À la mi-trentaine, la bédéiste Julie Delporte s’est découverte lesbienne. Se peut-il que toutes ces années, elle ait été contrainte à l’hétérosexualité par défaut? S’en est suivie une période d’exploration de cette identité saphique: un changement de style, une nouvelle coupe de cheveux… Dans cet album délicat, la bédéiste Julie Delporte se questionne également sur le corps qui a vécu des agressions. Pourquoi veut-on autant le réparer? «Qu’on l’aime. Qu’on en prenne soin comme il est: parasité. Affecté.»
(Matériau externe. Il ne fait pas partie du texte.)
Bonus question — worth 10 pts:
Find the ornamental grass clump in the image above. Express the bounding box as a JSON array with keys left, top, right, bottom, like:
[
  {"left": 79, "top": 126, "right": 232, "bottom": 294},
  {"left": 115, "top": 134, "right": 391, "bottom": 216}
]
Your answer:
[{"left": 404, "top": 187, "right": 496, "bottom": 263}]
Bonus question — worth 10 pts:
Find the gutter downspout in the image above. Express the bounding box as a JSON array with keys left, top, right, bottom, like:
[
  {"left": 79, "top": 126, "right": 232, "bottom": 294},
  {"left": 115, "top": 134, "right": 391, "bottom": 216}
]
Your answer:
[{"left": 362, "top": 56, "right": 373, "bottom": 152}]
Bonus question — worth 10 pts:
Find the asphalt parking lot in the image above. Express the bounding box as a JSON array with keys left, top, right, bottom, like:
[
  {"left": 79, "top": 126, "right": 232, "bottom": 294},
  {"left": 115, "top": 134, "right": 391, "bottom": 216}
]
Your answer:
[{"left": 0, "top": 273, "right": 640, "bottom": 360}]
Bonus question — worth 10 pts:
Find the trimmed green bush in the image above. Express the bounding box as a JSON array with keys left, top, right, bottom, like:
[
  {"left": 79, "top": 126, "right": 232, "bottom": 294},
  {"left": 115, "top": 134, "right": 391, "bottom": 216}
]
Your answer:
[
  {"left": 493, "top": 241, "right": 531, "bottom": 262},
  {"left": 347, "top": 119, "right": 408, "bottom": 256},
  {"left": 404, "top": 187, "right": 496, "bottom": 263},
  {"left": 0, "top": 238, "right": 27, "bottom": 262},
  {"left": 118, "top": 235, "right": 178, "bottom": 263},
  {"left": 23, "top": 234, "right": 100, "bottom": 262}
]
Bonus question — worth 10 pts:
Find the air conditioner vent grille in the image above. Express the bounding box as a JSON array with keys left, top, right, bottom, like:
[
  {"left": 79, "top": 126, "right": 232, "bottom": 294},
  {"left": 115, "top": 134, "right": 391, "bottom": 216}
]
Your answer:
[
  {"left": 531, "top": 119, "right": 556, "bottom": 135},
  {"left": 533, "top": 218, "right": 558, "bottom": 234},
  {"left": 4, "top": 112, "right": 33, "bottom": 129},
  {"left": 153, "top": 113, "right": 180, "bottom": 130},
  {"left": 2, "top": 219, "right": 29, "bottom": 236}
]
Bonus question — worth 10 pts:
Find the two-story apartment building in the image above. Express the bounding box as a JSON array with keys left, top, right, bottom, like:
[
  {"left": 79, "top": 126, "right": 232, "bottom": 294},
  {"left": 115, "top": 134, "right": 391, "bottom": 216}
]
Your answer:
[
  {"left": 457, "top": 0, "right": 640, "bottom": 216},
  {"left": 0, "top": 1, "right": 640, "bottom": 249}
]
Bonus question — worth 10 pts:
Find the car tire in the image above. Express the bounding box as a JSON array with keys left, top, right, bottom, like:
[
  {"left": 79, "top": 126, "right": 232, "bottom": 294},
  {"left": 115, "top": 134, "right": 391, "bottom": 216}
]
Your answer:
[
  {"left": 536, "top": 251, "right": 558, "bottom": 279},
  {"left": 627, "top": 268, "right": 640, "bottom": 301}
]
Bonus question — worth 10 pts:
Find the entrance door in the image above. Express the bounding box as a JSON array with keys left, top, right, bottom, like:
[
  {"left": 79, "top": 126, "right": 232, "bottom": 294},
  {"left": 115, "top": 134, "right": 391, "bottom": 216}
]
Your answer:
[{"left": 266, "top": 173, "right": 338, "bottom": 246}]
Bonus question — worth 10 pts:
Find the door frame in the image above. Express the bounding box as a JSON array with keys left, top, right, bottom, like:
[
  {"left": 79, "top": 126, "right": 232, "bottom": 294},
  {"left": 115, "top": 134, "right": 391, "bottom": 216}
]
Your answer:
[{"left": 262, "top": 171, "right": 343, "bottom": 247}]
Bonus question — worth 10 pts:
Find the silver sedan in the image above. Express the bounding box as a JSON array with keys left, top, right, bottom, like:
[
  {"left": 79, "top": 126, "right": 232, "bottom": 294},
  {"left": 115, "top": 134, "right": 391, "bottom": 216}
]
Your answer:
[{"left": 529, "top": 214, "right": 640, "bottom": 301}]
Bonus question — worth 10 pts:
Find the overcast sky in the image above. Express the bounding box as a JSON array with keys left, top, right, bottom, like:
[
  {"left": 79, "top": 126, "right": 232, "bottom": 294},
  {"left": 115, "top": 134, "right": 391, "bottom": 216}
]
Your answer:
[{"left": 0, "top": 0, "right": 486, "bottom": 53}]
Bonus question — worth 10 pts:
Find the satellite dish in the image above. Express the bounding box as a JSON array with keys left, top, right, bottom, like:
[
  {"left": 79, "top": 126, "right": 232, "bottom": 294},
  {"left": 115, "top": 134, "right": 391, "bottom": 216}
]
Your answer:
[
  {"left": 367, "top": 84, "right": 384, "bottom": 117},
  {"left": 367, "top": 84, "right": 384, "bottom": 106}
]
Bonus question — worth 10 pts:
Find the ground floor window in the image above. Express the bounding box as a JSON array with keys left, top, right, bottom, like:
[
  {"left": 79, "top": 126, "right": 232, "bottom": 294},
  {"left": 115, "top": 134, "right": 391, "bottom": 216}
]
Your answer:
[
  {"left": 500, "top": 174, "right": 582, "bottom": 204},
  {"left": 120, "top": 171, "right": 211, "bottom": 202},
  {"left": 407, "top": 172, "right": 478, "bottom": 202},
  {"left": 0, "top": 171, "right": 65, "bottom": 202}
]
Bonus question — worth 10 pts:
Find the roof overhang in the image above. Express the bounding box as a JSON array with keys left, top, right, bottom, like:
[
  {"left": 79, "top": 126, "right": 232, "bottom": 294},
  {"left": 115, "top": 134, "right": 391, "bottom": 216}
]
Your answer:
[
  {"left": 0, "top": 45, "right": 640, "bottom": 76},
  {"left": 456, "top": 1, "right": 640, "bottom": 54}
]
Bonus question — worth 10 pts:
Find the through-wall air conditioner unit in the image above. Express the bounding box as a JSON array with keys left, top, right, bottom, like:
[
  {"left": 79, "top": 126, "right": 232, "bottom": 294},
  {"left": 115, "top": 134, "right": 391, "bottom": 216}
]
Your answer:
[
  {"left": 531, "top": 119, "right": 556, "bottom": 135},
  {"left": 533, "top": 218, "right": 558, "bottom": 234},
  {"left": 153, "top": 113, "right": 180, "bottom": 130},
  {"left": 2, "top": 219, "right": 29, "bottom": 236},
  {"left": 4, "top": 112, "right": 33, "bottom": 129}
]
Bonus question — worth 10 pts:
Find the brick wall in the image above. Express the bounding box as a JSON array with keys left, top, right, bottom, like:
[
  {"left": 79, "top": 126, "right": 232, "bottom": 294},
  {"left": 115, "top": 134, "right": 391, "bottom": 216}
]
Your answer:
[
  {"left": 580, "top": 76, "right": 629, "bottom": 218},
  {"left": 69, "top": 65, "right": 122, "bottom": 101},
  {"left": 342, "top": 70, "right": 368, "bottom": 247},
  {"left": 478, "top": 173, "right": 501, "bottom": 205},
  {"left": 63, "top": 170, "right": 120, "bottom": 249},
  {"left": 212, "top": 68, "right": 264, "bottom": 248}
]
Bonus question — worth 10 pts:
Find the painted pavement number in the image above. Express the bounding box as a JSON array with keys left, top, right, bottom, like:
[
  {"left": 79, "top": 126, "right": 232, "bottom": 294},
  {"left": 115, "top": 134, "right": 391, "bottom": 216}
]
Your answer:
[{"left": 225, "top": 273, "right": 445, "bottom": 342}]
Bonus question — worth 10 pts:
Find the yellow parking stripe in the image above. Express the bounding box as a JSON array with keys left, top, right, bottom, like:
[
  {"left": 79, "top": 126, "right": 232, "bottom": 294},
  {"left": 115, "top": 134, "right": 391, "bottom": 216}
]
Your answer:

Parfois mon cœur reste accroché au trapèze, de Geneviève Dufour
(Bayard Canada)

Elle, c’est Salem. Juste Salem (comme la ville des sorcières). Salem n’aime pas les robes. Salem se sent un peu bum (surtout quand elle lance des œufs aux policiers). Salem écrit des poèmes d’amour dédiés à sa meilleure amie, Vic: «paysage éblouissant tu es / la cause directe / des sorties d’autoroutes manquées». Parfois mon cœur reste accroché au trapèze, c’est aussi la quête de quatre ados de 15 ans qui mènent un combat pour sauver leur école de cirque du pic des démolisseurs.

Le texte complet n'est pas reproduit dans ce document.